Data this past weekend showed China’s consumer prices rose the least in two years in May and industrial output and retail sales trailed estimates, adding pressure for more stimulus.
Dangdang, Huaneng Jump
E-Commerce China Dangdang Inc. (DANG), the country’s biggest Internet book seller also known as Dangdang, gained the most among companies in the Bloomberg gauge last week. Its 21 percent surge was the biggest weekly advance since Jan. 20. Huaneng Power International Inc. (902) surged 13 percent in the week, the most since November 2008, as falling power-station coal prices in China help cut costs at the nation’s largest electricity producer.
The iShares FTSE China 25 Index Fund (FXI), the biggest U.S.- listed China exchange-traded fund, retreated 2.8 percent to $32.81 on June 8, trimming its gain last week to 0.4 percent.

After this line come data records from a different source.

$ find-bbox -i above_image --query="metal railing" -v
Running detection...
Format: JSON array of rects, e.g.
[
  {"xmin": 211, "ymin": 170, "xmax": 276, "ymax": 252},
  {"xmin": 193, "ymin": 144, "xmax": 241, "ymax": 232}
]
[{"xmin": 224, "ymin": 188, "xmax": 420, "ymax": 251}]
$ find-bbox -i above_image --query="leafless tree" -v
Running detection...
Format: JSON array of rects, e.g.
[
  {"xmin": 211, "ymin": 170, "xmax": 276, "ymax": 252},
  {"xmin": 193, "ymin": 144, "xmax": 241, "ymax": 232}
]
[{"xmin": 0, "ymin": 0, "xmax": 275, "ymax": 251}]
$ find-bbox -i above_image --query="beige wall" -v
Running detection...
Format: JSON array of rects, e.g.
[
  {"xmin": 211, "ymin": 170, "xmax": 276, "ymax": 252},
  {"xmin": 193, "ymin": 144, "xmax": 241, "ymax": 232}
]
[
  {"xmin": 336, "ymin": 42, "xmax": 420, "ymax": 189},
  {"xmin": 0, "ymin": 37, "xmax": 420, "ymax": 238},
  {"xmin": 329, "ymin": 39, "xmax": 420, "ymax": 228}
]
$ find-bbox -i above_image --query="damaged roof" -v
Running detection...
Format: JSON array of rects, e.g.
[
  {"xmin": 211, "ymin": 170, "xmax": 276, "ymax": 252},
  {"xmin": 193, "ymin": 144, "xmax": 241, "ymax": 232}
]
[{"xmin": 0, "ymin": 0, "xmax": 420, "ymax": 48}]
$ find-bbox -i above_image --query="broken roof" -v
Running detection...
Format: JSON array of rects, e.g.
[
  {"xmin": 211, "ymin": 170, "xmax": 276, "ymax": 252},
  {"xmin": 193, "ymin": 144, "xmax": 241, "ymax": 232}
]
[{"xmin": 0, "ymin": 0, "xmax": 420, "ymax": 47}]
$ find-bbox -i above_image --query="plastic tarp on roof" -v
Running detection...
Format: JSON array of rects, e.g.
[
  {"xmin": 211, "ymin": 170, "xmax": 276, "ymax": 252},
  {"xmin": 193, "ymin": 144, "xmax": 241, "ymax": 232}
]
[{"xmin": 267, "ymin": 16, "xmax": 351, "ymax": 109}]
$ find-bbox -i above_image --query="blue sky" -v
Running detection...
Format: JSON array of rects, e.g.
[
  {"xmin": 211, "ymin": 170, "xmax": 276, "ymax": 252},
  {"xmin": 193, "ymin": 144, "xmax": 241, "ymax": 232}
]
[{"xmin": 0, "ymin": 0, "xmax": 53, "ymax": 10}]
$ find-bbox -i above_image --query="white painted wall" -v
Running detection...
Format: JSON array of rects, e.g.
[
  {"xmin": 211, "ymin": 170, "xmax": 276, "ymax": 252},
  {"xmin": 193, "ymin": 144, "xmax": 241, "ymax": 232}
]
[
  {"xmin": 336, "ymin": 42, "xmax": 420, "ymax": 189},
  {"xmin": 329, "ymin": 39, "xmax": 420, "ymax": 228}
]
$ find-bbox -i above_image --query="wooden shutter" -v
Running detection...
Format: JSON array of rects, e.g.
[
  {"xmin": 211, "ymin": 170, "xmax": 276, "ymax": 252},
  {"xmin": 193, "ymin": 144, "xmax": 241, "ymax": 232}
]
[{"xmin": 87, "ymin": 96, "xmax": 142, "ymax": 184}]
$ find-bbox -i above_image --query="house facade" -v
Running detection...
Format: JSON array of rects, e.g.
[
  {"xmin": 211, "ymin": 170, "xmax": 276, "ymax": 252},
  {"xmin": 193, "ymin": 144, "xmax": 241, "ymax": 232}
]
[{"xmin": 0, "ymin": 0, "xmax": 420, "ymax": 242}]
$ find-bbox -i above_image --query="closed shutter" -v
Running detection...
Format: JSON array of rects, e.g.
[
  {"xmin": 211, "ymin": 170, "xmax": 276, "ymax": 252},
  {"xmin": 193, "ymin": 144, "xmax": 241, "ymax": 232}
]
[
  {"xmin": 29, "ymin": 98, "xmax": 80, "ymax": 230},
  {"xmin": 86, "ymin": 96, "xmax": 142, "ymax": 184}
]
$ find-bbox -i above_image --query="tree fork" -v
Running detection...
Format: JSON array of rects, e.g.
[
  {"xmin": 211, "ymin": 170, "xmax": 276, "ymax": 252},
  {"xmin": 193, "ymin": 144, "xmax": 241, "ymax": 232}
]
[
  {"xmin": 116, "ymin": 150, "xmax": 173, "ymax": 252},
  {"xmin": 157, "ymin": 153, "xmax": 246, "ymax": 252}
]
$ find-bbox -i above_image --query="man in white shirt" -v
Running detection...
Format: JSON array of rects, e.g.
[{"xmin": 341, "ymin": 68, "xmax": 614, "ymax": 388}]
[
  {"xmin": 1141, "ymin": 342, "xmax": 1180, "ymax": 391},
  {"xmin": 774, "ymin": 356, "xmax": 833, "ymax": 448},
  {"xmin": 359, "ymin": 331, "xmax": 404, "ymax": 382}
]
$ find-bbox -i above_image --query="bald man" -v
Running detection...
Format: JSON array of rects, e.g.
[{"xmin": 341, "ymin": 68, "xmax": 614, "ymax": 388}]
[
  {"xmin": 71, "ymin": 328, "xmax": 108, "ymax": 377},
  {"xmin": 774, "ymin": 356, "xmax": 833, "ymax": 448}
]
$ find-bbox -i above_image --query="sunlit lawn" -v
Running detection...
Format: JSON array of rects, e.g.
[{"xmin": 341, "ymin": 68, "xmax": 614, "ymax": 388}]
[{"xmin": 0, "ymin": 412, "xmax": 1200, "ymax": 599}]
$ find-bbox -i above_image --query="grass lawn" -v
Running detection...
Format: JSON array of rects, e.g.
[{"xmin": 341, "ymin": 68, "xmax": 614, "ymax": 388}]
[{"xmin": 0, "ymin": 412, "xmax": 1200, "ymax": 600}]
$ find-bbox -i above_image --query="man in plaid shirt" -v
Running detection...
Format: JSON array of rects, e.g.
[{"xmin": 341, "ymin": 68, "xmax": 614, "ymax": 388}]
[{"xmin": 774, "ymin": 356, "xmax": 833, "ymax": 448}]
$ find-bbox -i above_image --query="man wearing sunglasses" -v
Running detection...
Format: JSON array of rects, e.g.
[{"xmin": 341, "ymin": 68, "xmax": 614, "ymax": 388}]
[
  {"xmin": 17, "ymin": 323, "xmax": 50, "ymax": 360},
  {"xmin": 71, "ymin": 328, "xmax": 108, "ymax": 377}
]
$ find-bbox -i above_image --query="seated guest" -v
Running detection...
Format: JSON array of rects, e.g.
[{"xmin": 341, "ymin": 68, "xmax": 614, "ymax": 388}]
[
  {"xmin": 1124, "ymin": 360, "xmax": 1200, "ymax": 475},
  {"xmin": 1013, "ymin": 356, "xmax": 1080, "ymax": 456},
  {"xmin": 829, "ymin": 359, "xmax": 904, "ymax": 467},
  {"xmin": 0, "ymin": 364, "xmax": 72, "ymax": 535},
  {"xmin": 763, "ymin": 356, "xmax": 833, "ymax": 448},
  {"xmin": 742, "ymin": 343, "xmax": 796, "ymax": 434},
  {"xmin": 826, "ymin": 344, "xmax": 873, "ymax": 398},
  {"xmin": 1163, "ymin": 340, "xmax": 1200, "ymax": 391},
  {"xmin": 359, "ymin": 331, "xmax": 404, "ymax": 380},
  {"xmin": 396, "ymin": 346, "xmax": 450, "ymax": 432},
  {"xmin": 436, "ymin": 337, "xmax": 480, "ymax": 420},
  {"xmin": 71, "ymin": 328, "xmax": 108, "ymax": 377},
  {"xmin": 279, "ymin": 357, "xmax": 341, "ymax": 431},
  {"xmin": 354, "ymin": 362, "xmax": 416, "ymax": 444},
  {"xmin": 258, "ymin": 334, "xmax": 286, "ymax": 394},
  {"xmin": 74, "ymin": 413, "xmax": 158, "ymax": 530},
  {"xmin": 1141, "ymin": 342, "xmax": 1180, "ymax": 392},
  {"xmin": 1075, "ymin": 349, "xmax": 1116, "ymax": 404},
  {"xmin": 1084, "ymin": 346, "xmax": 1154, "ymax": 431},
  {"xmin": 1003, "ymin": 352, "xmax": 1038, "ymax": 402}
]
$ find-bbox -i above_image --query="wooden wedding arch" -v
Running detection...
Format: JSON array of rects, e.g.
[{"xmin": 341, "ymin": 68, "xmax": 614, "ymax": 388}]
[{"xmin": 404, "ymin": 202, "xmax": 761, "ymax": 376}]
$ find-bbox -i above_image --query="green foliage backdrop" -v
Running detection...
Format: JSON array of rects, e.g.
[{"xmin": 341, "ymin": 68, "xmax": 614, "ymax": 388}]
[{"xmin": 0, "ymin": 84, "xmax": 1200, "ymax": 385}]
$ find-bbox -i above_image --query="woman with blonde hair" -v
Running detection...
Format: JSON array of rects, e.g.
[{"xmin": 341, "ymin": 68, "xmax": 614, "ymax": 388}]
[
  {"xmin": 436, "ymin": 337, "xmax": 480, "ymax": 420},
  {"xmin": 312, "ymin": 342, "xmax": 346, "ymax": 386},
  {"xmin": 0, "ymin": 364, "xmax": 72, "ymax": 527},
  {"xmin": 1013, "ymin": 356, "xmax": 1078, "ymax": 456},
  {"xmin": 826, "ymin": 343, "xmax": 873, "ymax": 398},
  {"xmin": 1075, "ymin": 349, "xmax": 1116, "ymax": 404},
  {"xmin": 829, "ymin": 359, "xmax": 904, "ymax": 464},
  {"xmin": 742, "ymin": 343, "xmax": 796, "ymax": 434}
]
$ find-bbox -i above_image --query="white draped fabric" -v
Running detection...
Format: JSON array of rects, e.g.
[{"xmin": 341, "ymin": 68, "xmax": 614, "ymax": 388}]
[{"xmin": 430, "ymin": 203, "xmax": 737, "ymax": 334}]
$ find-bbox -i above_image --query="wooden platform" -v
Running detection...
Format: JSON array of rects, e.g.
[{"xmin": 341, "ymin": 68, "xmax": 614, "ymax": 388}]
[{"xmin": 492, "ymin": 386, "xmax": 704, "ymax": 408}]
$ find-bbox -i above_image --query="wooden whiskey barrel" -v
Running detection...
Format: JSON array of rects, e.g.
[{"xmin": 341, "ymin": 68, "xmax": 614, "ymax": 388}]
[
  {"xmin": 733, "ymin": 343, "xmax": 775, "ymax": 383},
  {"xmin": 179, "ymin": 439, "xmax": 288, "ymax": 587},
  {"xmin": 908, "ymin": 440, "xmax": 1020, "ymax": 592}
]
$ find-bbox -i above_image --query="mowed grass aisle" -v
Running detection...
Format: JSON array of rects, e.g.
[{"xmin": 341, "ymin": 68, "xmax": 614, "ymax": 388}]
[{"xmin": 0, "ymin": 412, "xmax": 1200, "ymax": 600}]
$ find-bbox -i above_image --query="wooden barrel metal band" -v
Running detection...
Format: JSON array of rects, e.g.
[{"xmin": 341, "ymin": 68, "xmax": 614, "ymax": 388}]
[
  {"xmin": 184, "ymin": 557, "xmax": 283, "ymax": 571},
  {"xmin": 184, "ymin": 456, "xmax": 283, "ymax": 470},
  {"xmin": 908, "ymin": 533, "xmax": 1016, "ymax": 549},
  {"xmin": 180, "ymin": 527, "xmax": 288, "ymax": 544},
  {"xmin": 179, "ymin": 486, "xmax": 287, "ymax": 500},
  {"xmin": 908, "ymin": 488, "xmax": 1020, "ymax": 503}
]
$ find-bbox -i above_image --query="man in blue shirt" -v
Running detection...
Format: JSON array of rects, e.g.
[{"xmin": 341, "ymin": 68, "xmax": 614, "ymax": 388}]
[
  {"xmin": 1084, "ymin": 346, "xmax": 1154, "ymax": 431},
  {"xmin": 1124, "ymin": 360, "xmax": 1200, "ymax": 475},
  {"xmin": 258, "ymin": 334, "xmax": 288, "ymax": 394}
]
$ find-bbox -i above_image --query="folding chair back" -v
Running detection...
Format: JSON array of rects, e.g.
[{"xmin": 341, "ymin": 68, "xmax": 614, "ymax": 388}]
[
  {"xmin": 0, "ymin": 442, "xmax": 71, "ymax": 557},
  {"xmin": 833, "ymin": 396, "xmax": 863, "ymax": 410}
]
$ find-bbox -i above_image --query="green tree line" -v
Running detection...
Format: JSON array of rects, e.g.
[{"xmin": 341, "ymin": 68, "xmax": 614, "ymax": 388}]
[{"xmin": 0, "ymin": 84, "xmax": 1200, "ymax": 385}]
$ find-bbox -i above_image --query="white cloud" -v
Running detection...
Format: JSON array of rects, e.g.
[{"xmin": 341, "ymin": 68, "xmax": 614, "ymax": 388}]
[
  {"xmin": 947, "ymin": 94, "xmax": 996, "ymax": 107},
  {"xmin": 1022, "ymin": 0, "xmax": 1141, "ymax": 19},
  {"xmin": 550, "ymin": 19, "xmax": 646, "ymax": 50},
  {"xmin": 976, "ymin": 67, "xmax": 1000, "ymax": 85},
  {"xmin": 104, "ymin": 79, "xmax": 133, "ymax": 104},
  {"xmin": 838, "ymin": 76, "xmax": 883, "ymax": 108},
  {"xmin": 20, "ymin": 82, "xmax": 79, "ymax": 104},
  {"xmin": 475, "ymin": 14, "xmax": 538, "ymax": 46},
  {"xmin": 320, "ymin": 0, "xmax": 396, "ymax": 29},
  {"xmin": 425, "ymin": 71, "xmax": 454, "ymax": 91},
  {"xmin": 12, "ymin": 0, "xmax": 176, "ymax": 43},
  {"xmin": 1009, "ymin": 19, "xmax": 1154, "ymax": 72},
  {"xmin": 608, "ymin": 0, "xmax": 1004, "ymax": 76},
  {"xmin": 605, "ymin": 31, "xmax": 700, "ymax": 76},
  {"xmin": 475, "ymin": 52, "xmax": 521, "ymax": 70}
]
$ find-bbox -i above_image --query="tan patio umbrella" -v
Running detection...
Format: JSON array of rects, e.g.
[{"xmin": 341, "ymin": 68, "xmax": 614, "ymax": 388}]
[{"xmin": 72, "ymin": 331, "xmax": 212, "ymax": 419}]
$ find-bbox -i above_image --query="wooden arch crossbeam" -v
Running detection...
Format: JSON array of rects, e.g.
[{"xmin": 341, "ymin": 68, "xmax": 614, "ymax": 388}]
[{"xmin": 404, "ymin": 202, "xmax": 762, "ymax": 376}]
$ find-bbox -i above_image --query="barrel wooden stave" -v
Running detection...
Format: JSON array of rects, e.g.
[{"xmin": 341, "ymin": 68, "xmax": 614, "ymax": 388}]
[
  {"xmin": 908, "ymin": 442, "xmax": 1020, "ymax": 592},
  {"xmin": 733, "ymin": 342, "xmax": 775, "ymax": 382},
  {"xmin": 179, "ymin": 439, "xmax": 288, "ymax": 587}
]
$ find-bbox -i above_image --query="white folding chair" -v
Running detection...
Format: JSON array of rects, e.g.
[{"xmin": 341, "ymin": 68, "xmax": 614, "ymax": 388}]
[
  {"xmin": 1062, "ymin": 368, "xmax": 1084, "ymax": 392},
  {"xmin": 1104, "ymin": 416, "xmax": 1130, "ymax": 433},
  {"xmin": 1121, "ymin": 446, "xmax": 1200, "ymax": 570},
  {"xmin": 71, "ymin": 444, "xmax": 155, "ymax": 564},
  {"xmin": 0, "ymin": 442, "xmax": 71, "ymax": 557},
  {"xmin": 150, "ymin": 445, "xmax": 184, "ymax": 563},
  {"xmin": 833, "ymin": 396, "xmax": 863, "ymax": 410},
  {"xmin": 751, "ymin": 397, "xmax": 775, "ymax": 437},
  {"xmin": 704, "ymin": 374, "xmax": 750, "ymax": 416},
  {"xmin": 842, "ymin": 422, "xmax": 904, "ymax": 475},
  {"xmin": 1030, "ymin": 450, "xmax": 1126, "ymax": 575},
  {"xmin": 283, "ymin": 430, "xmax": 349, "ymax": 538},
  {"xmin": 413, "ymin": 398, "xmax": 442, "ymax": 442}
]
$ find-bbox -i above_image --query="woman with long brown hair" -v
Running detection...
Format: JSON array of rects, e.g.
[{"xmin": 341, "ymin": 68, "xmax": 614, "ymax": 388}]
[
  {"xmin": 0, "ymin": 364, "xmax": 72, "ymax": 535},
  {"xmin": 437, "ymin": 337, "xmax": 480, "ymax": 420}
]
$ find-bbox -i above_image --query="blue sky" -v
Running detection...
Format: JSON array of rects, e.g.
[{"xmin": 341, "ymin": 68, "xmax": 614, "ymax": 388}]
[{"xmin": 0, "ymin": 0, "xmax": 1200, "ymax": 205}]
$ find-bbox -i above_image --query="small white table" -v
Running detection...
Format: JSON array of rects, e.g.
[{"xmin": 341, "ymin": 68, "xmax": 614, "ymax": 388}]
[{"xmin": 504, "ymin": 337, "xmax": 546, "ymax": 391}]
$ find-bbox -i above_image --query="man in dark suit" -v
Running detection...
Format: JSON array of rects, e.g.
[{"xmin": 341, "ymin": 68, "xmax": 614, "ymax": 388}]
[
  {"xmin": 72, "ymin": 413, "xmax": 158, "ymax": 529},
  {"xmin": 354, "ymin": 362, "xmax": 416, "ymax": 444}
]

The Bloomberg-China measure traded at 17 times estimated profit, after reaching 16.2 on June 4, the lowest level since March 2009. The Hang Seng China Enterprises Index (HSCEI) of Chinese companies traded in Hong Kong has slid 5.9 percent this year, sending average valuations of the gauge to 7.3 times estimated earnings, the lowest level since October 2011, and below the 9.8 average multiple for companies in the MSCI Emerging Market Index.
More Rate Cuts
Policy makers will cut interest rates once or “maybe” twice more this year and further lower bank reserve requirements, Semple said.
“They’re much less worried about inflation as there doesn’t look to be too many pressures in the system right now,” he said.
The central bank also gave lenders additional leeway to set the amounts they pay on deposits and charge for loans, according to its June 7 statement. The rate cut follows three reductions to bank reserve-requirement ratios since November.
Inflation slowed to 3 percent in May from 3.4 percent in April and from 5.5 percent in May 2011, the government reported June 9. Production increased 9.6 percent, lower than a projected 9.8 percent gain, and retail sales climbed 13.8 percent. May trade data released yesterday showed exports and import growth topped estimates.
Policy makers will take further easing steps in the third quarter, Zhu Haibin, chief China economist at JPMorgan Chase & Co. in Hong Kong, said in an interview with Bloomberg Television on June 8.
The broader Hang Seng Index (SHCOMP) has added 0.4 percent this year while the Shanghai Composite Index of mainland stocks is up 3.7 percent for the year, following a 22 percent slump in 2011.
China’s stocks are set to climb 36 percent over the next year as valuations drop below their decade average and the government further loosens monetary policy, according to Credit Suisse Group AG. The Shanghai stock measure is likely to rise to 3,100 by the end of June 2013, Vincent Chan, head of China research at Switzerland’s second-largest bank, said in an interview at a June 7 conference in Hangzhou, China.
American depositary receipts of Beijing-based Dangdang rose to a two-week high of $5.50 on June 8 after a three-day rally. A five-day advance in Huaneng’s ADRs sent them to the highest level in seven months. The ADRs, each representing 40 underlying shares in the company, traded 0.5 percent below its Hong Kong stock on June 8, from a 0.6 percent premium in the previous day.
21Vianet Group Inc. (VNET), an Internet data center service provider based in Beijing, slid 9.2 percent last week to a five- month low of $9.99. Hollysys Automation Technologies Ltd. (HOLI), an automation system manufacturer, lost 8 percent for the week to $8, the lowest level this year.